Fingers crossed, then. Mazda, please don’t muck it up!

Tuesday, September 2, 2014

How to ruin one of Ford's finest efforts

IMAGINE sitting down, glass of champers in hand, to watch the perfect theatrical performance.

It’s a hit new play which has received rave reviews in all the papers – including, naturally, The Champion. The venue offers a view of the stage unobscured by even the tallest of fellow showgoers, and acoustics Bang and Olufsen would be proud of. From the off, you’re gripped by a script blending all the best elements of Shakespeare, Noël Coward and Willy Russell, delivered by an ensemble cast comprising Dame Helen Mirren, Martin Freeman and Timothy Dalton.

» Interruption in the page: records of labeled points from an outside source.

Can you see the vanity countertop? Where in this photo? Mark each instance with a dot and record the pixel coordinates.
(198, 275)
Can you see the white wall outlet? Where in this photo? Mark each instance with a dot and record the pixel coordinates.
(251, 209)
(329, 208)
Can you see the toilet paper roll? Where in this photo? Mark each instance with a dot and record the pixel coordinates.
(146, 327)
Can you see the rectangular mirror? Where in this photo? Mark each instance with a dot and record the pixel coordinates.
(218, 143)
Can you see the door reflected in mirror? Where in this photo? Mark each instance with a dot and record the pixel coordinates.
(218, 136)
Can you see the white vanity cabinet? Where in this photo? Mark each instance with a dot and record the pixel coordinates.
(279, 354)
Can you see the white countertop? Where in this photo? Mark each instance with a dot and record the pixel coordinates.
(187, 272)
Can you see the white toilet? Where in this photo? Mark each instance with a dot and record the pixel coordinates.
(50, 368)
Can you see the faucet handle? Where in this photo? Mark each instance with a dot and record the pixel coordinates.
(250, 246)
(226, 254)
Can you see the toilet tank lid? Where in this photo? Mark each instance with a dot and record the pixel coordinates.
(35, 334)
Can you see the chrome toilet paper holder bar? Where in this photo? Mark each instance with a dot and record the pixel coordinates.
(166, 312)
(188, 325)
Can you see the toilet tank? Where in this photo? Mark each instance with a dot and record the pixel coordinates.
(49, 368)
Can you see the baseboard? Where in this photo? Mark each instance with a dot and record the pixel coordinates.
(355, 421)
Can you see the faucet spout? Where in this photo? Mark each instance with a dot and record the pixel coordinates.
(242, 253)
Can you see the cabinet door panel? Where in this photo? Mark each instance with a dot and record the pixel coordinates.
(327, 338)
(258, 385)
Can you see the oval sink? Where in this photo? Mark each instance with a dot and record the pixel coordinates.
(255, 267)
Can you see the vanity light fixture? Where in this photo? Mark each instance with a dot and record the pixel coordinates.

You’re hooked, and as the first act draws to a climatic close Richard E.Grant launches into his finest soliloquy since he quoted Hamlet to a pack of wolves at the end of Withnail and I. Yet mid-sentence, amid this bout of theatrical perfection, a work experience student wanders onto clumsily onto the stage, knocks over one of the props, and looks at the leading man with an expression so exasperated it kills the whole performance stone dead.

“Am I on yet?” he asks pointlessly, but it’s too late. Consider your night ruined!

That’s how I felt after spending the best part of 500 miles with a Ford S-Max last weekend, gorging myself on everything from narrow country lanes to motorway outside lanes. 

While it’s starting to show its age it’s hard to deny that it looks great for a people carrier – a box on wheels with added seats, essentially. Its Mondeo-based underpinnings make it far more fun than any slab-sided diesel family wagon has any right to be, and the car’s star leading light, in the form of the 2.0 litre, TDCi turbodiesel engine, delivers a gutsy and reassuring performance.

It’s still my favourite people mover, but there’s a place in hell reserved for the automatic transmission.
The PowerShift system is like the work experience student ruining Richard E.Grant’s greatest moment – just when the turbodiesel comes on song, the gearbox wanders in, spending an eternity asking whether you’d like it to change up and then delivering a huge jerk of torque long after the overtaking opportunity’s gone. It’s particularly bad when pulling out of junctions, delivering a pause Jeremy Clarkson would be proud of at precisely the point.... ....when you don’t want it.

It’s not that I’m anti-auto, as I’m now on my second car equipped with a ‘slush box’, but this particular system was definitely the weakest link on a great package, hindering the whole of the car with its dim-witted demeanour. Happily, there is a manual mode on the PowerShift system which works very effectively, but that defeats the point of having an expensive, self-shifting transmission at your disposal. 

If you’re the sort of frustrated mum or dad who needs a family wagon capable of conveying seven but secretly wants a car that’s fun to drive, then by all means go out and look at an S-Max. Just make sure it’s a manual.